Jane swallowed them dry and then gulped down some tea.

“You think of everything,” she said.

“Not everything.”

“Really? What didn’t you think of?”

He looked at her for a moment and then away. He rose to his feet, went over to the window, and opened the blinds.

Night had fallen. In the light of the street lamps he could see snow coming down.

He turned back. “I didn’t think to check Sam’s climbing equipment before her trip.”

Jane froze.

For a moment they just looked at each other. Then Jane said, “That’s stupid. You know that’s stupid.”
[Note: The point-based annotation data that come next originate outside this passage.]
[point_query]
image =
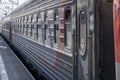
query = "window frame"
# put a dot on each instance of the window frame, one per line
(65, 27)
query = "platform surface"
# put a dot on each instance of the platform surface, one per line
(11, 67)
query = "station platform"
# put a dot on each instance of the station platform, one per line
(11, 68)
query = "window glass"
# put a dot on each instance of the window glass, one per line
(56, 27)
(45, 16)
(46, 32)
(68, 28)
(32, 29)
(27, 29)
(23, 28)
(83, 31)
(39, 31)
(56, 33)
(56, 15)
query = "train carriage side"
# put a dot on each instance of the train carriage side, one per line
(44, 37)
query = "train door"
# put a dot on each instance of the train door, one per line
(84, 40)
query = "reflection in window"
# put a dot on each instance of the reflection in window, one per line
(46, 32)
(45, 16)
(83, 31)
(56, 15)
(56, 27)
(68, 35)
(27, 29)
(23, 29)
(38, 31)
(56, 33)
(38, 16)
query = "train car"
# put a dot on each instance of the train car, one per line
(65, 39)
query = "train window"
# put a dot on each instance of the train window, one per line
(38, 16)
(68, 28)
(39, 32)
(32, 29)
(45, 16)
(23, 28)
(46, 32)
(56, 27)
(27, 19)
(56, 33)
(56, 15)
(27, 29)
(20, 28)
(23, 19)
(83, 31)
(35, 17)
(35, 32)
(32, 18)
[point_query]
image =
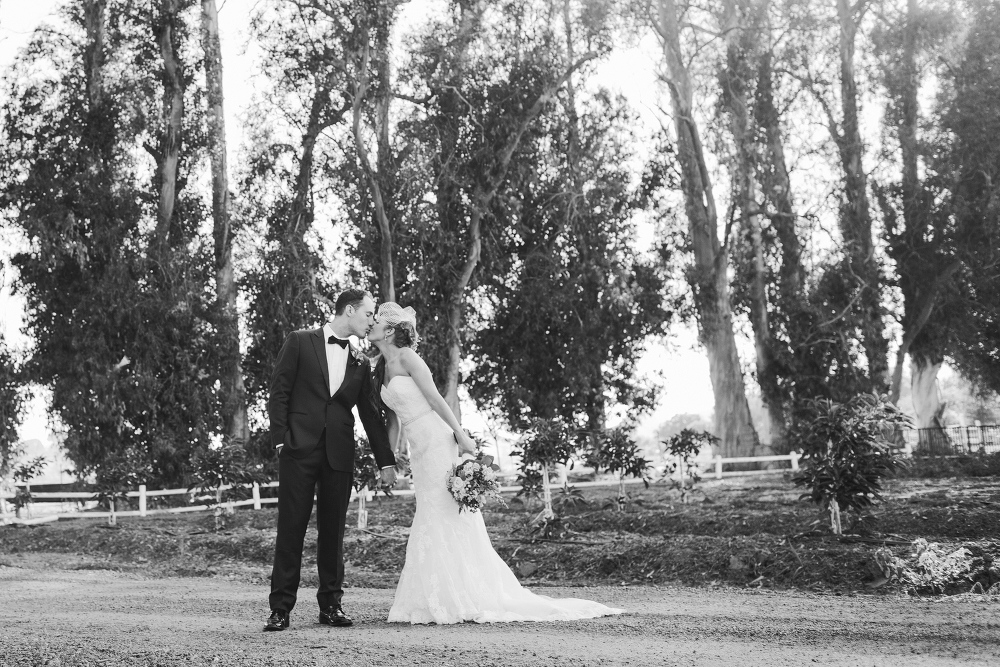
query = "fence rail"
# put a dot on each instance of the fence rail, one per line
(984, 439)
(256, 501)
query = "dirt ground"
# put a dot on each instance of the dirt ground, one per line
(56, 616)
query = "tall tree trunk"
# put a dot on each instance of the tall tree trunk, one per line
(168, 152)
(234, 401)
(94, 12)
(856, 224)
(922, 281)
(708, 277)
(375, 180)
(735, 81)
(481, 197)
(777, 185)
(923, 390)
(596, 401)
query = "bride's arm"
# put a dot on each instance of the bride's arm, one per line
(421, 375)
(392, 427)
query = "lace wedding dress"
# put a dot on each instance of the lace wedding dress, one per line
(452, 574)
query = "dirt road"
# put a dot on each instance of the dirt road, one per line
(99, 617)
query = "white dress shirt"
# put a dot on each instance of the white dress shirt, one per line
(336, 358)
(336, 361)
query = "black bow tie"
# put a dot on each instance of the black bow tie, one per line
(333, 340)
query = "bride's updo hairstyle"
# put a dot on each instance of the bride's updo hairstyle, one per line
(403, 321)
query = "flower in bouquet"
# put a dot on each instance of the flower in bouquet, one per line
(474, 481)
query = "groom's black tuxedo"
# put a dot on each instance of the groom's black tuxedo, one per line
(316, 432)
(300, 406)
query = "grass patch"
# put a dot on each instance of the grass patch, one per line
(746, 532)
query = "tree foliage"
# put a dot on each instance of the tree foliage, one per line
(124, 341)
(847, 451)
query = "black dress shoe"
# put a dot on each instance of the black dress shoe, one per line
(277, 621)
(335, 616)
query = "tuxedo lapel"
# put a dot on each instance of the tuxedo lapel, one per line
(349, 370)
(319, 347)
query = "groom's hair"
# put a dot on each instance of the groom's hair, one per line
(350, 297)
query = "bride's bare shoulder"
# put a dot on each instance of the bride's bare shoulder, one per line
(409, 358)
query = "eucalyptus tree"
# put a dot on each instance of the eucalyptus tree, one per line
(306, 65)
(232, 391)
(115, 289)
(477, 79)
(969, 98)
(708, 274)
(570, 302)
(13, 402)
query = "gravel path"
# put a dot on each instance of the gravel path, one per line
(99, 617)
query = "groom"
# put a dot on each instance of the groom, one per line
(318, 377)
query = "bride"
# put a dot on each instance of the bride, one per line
(451, 574)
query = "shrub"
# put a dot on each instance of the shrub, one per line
(224, 466)
(685, 446)
(547, 442)
(932, 567)
(22, 474)
(618, 453)
(116, 476)
(846, 452)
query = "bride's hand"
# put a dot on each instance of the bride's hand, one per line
(466, 445)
“No more stupid than you thinking you killed your sister because you didn’t make her stay in New York to meet some guy who thought he was in love with her. Or because you felt jealous of her once in a while.”

Jane started to tremble, and he had to resist the urge to go over and put his arms around her.

“Get out,” she said, and her voice was shaking, too.

“As soon as you eat something and go to bed, I will.”

“You can’t blackmail me into . . .”

“Into what? Taking care of yourself? I’m doing it right now. You want me gone? Eat something and go to bed. That’s what it’ll take.” He paused. “I’ve actually got better things to do than be here, you know. I’m going to Australia in two days.”

Her head jerked up like someone had given her an uppercut to the jaw.

“Australia? You’re going to Australia?”

He nodded. “So as soon as you eat some goddamn toast, I’ll be out of your hair.”

She’d stopped trembling, except for the slightest quiver in her lower lip. Almost as though his awareness made her aware of it, too, she pressed her lips together in a firm line, stilling that tiny movement.

“Fine by me,” she said.

Then she picked up a piece of toast and started to eat.